El encofrado de acero para puentes ha sido el estándar de la industria para infraestructura a gran escala durante décadas, apreciado por su rigidez bajo altas presiones de concreto, su estabilidad dimensional en temperaturas extremas y su capacidad de fabricarse en formas personalizadas para geometrías de puentes no estándar. El encofrado de aluminio, por el contrario, surgió como una alternativa sistemática que prioriza la reducción de peso y la inmunidad a la corrosión, cualidades que brindan beneficios compuestos en proyectos de larga duración con amplios requisitos de encofrado repetitivo.

La decisión entre los dos sistemas es, en última instancia, una optimización técnica y económica específica de la geometría, el programa, las condiciones del sitio y el modelo de contratación de cada proyecto. Este artículo examina cada sistema en profundidad en todas las dimensiones que importan en la construcción de puentes y proporciona un marco estructurado para tomar la decisión correcta.
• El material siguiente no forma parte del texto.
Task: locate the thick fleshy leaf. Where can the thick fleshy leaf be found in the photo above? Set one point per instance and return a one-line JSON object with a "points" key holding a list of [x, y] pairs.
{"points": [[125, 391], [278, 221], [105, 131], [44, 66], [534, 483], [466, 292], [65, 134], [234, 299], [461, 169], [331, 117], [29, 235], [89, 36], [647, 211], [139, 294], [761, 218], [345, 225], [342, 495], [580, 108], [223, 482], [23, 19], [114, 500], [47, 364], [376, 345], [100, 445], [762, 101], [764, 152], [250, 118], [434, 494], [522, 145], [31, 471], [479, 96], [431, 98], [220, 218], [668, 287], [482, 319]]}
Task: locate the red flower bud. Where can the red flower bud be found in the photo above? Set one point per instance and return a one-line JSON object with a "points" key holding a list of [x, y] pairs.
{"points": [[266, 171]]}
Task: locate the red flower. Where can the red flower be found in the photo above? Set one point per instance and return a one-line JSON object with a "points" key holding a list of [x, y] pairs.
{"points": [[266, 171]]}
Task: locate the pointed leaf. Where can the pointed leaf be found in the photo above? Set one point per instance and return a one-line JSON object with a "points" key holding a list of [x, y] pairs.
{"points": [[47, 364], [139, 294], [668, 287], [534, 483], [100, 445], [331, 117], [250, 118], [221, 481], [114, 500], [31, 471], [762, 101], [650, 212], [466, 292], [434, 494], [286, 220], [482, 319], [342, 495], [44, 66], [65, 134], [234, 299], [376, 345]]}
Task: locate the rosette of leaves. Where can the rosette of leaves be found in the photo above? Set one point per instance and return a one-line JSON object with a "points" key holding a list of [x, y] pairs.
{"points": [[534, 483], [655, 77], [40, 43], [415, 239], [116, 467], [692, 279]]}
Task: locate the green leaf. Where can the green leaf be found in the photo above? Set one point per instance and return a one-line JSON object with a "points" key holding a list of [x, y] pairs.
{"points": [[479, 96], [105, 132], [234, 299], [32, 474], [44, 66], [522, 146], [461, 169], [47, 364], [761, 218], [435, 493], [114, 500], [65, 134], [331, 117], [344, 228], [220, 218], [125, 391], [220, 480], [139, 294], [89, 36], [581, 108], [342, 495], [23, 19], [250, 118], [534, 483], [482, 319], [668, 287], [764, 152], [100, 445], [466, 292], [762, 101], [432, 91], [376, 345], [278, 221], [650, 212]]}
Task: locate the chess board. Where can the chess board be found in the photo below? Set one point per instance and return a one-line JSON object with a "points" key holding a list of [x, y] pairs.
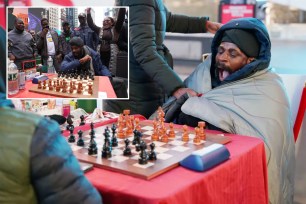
{"points": [[60, 93], [168, 154]]}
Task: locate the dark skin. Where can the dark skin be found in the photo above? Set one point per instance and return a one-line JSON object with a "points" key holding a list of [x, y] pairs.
{"points": [[230, 58], [78, 53]]}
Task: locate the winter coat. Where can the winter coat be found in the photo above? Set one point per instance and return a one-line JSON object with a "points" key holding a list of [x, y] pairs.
{"points": [[251, 102]]}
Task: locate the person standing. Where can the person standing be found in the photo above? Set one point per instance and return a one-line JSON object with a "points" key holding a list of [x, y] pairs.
{"points": [[151, 76], [21, 45], [48, 44], [89, 37]]}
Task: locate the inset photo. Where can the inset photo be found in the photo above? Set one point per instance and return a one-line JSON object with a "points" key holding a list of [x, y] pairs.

Más pesado que el aluminio (por m²)
500 Ciclos de reutilización (acero)
65% Ahorro de peso frente al acero
400 Ciclos de reutilización (aluminio)

Encofrado de acero para puentes: propiedades de ingeniería y rendimiento

Los sistemas de encofrado de acero para puentes se construyen a partir de secciones de acero estructural, generalmente de grado S235 a S355, con láminas frontales laminadas en frío que varían de 3 mm a 6 mm de espesor. El alto módulo elástico del acero (aproximadamente 200 GPa) produce una lámina frontal que se desvía mínimamente bajo la presión lateral del hormigón húmedo, incluso en paneles de gran formato que abarcan anchos significativos sin soporte intermedio.

Capacidad estructural bajo condiciones de carga del puente.

Los elementos de hormigón de puentes imponen algunos de los regímenes de presión más exigentes en la construcción. Los cabezales de muelle y las crucetas a menudo se vierten monolíticamente a alturas significativas, generando presiones hidrostáticas que superan los 80 kN/m² en la base. El encofrado de sofito de plataforma debe soportar no sólo la presión del concreto húmedo sino también la carga muerta superpuesta de las jaulas de refuerzo, el tráfico de la construcción y las fuerzas de oleaje de la línea de bombeo. El encofrado de acero, con su alto límite elástico y rigidez, maneja estas cargas combinadas con deflexiones más pequeñas y menor riesgo de distorsión del panel que las alternativas más livianas.

Estabilidad térmica

La construcción de puentes frecuentemente implica vertidos durante temperaturas extremas: vertidos de invierno en climas fríos con aislamiento de manta de curado y vertidos de verano que requieren gestión térmica para evitar un aumento temprano de resistencia. El encofrado de acero mantiene la estabilidad dimensional en un amplio rango de temperaturas. Su coeficiente de expansión térmica de aproximadamente 12 × 10⁻⁶ /°C está bien caracterizado y se tiene en cuenta en el diseño de juntas. Fundamentalmente, el acero no se desplaza ni se deforma bajo carga sostenida a temperaturas de construcción, una confiabilidad esencial para mantener las tolerancias en los asientos de los cojinetes y la geometría del borde de la plataforma.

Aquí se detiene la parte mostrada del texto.